He turned away and moved toward his desk.

"In the end it really doesn't matter," he said. "No matter where the Dorsai go, they'll have to sit in their defenses and wait for us to come. Even if they want to come out and attack us on nine worlds, there just aren't enough of them; they'd be worn down by attrition." He activated his screen.

"This gives us a chance to make a move they won't be expecting," he said.

"You were already sure war was coming," Toni said; "how much has the situation changed?"

"I figured it might well get down to war," Bleys said, absentmindedly correcting her as he inserted a chip he had brought with him from the ship. "Eventually. I thought it was some time off and we'd have ample time to get ourselves ready while Hal Mayne struggled to get his side organized." He looked up at her.

"Hal Mayne now has the Exotics working with him, the Final Encyclopedia behind him—and the Dorsai up to something... I think we can expect action sooner rather than later."

He touched a control, and his eyes turned again to his screen.

"There's an opportunity here to do something Mayne and his friends could never expect," he said. "I spent the trip back drawing up plans to speed our mobilization—I still want to keep it undercover, to avoid raising any more alarms on Old Earth than we have to. But we have a lot to do: we need to find ways to get more information about how Old Earth is likely to react when the Dorsai make their move—and on what the Exotics and the Dorsai are planning." He looked at her again.

"I'm going to be sending messages right away to our people on all the Younger Worlds, and I'll be following up with personal visits. I'd like you to find out how to get the messages to those Worlds as quickly as possible; when that's done, set up a new trip . . . think about what needs to be done to have four or five courier ships along. I want to start with New Earth."
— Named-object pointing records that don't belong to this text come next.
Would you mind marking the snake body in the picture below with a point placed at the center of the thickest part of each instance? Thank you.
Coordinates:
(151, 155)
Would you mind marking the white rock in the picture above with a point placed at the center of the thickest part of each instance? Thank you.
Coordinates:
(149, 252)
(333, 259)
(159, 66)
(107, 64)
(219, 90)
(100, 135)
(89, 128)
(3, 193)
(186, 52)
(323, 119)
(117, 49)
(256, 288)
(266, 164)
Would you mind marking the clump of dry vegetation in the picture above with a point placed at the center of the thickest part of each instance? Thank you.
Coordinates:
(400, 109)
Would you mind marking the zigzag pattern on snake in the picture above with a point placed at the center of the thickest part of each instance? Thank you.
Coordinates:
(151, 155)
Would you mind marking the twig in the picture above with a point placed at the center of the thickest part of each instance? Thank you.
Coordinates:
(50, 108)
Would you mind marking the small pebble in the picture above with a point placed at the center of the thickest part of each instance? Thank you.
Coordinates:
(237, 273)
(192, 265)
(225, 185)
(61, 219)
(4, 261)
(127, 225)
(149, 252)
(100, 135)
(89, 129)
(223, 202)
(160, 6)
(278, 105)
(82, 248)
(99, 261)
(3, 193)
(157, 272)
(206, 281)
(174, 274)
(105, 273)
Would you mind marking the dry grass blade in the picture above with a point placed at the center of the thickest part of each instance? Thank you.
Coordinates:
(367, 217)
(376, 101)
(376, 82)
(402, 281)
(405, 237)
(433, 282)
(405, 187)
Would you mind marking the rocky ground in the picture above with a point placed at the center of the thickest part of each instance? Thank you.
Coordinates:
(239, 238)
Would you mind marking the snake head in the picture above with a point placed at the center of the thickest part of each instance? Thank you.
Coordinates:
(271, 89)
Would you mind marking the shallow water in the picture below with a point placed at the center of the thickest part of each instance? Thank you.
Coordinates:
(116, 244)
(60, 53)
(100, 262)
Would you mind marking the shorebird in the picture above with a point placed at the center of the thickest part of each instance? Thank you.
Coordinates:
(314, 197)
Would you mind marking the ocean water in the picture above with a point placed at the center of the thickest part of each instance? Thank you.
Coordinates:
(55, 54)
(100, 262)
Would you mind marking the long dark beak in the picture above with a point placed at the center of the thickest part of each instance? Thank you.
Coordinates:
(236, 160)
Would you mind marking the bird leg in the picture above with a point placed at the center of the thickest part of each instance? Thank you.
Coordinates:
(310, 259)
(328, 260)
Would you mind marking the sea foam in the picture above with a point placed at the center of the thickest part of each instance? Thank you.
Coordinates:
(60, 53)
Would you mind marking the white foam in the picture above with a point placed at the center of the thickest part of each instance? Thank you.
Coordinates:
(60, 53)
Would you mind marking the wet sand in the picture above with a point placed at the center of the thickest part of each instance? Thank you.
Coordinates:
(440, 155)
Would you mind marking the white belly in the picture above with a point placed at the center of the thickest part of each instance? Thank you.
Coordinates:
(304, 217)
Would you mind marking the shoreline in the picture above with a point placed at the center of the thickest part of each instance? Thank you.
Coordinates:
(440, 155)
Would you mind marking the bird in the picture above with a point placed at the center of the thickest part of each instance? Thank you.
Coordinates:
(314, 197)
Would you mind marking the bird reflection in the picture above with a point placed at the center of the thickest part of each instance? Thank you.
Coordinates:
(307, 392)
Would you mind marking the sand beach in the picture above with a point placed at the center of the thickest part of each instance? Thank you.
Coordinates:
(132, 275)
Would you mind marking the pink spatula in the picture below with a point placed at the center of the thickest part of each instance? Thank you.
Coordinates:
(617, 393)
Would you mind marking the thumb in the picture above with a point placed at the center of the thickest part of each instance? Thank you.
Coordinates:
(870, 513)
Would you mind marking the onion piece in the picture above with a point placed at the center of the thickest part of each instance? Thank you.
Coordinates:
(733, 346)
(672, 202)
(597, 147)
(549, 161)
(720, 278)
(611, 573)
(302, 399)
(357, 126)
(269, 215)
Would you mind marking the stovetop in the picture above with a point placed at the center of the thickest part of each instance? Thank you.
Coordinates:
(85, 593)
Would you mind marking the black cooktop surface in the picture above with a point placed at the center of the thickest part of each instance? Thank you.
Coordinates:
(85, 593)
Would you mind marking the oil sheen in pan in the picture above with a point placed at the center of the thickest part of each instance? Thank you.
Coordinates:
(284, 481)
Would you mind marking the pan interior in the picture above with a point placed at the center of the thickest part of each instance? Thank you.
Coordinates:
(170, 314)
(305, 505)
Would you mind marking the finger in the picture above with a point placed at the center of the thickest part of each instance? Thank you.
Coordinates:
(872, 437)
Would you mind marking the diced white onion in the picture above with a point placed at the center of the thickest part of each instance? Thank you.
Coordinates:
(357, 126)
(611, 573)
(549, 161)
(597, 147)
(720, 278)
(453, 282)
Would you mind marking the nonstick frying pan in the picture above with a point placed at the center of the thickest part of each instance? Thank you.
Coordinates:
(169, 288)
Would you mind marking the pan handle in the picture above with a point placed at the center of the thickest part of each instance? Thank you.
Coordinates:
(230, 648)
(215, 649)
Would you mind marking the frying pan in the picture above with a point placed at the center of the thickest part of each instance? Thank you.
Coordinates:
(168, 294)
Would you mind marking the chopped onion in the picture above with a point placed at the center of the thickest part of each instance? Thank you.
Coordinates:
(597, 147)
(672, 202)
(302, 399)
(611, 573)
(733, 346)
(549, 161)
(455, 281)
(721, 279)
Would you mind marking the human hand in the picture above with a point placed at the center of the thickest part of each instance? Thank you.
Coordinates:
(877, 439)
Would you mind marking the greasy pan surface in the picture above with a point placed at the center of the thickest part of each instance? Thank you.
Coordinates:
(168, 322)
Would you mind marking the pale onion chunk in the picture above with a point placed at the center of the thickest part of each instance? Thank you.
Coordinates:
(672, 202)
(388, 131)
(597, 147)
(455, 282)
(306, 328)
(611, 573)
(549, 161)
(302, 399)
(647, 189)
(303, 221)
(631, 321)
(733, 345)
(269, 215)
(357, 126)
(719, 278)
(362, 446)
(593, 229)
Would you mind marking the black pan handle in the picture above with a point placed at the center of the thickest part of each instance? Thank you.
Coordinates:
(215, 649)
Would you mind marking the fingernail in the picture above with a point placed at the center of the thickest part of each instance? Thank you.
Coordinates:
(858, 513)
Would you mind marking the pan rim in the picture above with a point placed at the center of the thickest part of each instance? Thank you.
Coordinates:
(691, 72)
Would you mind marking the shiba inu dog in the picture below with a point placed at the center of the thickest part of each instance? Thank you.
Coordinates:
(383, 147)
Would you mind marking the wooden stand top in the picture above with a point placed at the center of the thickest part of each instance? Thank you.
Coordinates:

"Are those Soldiers Henry sent still on Old Earth?" Bleys asked, two hours later.

"I think so," Toni said. "Henry didn't want to call them back until he'd heard from you."

"Leave them there," Bleys said. "We'll want to have them monitoring public opinion on the planet and reporting back."

"That's not exactly the sort of thing the Soldiers are good at," she pointed out. "Most of them there aren't intelligence specialists."

"Maybe we should send a few intelligence people to join them, then," Bleys said. "I know John Colville's there; he's got a good head on his shoulders and would be a good choice to lead the effort."

"I was about to point out that the non-specialists might be able to see things the specialists miss," Toni said. "They're more like average people in the way they look at things."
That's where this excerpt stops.